6. Early seventh and eighth centuries
Estates started to be reformed, with new trading and ecclesiastical centres formed partiularl at river crossing and estuaries. Many of the arrangements of this period survive to the present day.Bede’s monastery on the banks of the Wear and Tyne was for example formed in this period. On these farming became better organised again, although technology was not yet changing much.

7. Ninth and 10th centuries
“The most significant phase in the whole of the first millennium” – most of England’s medieval and modern villages were located during this phase, and many of the towns were re-established, either on new or Roman sites (eg Exeter, Winchester and York). Arable farming greatly expanded, which “led ewither to a remembrance of the ‘Roman plough’ which may have just survived in Wales and Cornwall, or – much more probably – to technological experiments with bits and pieces on an ard frm which emerged the one-way, wooden-framed plough with coulter, asymmetrical share and fixed mouldboard.” (p. 292) With more woodland being felled and more open large arable areas developed, communities could more easily be brought under the tight control of a lord.

8. Eleventh century to Domesday book
Much agrarian continuity, although the seigneurial hold on the land was tightened, and the technology of plough and watermill spread.

So there’s a framework, but there are within the book many accounts of sudden local flowerings, and indeed collapses, in response to social and environmental circumstances. There’s Flixborough in North Linclnshire, for example, where occupation has been identified from c. 700-1,000AD (and still continues today).

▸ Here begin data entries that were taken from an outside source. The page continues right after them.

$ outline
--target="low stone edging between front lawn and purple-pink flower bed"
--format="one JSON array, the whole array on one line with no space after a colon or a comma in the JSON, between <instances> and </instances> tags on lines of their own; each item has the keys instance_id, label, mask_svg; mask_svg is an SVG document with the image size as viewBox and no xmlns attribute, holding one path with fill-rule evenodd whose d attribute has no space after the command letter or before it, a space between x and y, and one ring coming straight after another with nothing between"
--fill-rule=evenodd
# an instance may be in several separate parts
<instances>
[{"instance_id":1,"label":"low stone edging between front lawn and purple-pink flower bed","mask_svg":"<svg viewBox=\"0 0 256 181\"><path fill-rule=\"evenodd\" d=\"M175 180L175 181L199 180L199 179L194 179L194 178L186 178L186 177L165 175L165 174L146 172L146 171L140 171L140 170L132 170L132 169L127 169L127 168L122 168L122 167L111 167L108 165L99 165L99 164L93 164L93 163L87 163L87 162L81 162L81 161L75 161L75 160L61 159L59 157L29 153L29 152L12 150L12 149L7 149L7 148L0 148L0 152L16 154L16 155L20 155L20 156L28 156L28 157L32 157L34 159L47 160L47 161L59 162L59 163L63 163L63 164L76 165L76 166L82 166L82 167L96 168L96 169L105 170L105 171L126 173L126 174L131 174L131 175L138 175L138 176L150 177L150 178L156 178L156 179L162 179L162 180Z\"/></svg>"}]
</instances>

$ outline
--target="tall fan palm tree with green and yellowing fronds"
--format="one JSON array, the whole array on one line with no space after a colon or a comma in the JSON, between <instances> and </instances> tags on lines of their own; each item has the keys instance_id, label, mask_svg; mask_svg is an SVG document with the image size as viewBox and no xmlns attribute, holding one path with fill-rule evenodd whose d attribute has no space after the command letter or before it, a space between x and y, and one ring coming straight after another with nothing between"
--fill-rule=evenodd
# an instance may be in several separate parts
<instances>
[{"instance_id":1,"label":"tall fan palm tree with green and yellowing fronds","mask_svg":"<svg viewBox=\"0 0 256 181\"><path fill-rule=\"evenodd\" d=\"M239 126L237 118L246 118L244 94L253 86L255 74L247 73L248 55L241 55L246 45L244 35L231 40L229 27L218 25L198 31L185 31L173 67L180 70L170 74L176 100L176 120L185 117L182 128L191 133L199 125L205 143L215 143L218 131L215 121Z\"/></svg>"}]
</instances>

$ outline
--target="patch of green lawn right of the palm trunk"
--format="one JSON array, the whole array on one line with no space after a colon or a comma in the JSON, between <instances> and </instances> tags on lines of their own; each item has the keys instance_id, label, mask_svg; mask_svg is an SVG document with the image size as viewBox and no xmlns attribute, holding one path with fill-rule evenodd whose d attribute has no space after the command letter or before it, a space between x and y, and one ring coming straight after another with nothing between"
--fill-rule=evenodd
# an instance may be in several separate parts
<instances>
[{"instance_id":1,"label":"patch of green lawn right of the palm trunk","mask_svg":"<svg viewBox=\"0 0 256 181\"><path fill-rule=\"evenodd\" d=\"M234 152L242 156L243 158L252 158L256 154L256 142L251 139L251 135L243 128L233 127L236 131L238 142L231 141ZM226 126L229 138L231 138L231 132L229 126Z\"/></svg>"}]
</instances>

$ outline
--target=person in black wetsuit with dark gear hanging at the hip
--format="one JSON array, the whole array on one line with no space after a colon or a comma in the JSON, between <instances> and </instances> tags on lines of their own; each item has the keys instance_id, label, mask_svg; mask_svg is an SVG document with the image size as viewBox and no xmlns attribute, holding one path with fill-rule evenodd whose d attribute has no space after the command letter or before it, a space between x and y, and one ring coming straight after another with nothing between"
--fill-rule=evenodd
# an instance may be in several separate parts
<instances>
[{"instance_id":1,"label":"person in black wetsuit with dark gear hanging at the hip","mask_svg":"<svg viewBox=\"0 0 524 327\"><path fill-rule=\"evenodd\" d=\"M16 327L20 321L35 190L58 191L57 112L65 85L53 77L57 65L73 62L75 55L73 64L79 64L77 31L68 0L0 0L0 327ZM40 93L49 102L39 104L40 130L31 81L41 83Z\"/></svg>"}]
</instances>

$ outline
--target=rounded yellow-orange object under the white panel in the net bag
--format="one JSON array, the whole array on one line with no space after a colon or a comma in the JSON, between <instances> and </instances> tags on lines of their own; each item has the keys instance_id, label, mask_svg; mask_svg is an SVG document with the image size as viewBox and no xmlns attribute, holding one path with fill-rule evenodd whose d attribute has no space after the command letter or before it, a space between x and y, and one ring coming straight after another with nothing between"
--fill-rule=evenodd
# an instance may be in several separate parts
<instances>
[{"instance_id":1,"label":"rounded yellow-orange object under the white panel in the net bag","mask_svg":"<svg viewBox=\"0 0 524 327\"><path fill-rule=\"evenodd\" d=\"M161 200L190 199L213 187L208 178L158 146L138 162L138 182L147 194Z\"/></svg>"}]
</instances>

“Between the late seventh and late eighth centuries it seems to have been an aristocratic estate centre, perhaps with a household or family church and leaving behind a collection of rubbish suggesting ‘conspicuous consumption’, eg of goods like exotic glass vessels and lava querns, and of consumables like dolphins. During the first half of the ninth century the number of cattle slaughtered markedly decreased, while the exploitation of domestic fowl, particularly chickens and geese , reached a peak. Styli and window glass were in use; craft production increased; the dominance of sheep may have related to wool and textile manufacture, perhaps for export. [possibly a monastic community] … Thereafter, from the mid-ninth until the early 10th century, the settlement was much involved in textile productions, with smaller buildings and less conspicuous consumption; but by the early decades of the tenth century consumption returned, though this time in the form of the ‘ostentatious use of timber in the largest buildings’… and also massive consumption of animal resources” consistent with an Anglo-Saxon manor and feasting. (p. 105)

Plenty of change, plenty of “development” – lots going on just on one small site – a lot more interesting period than you might think.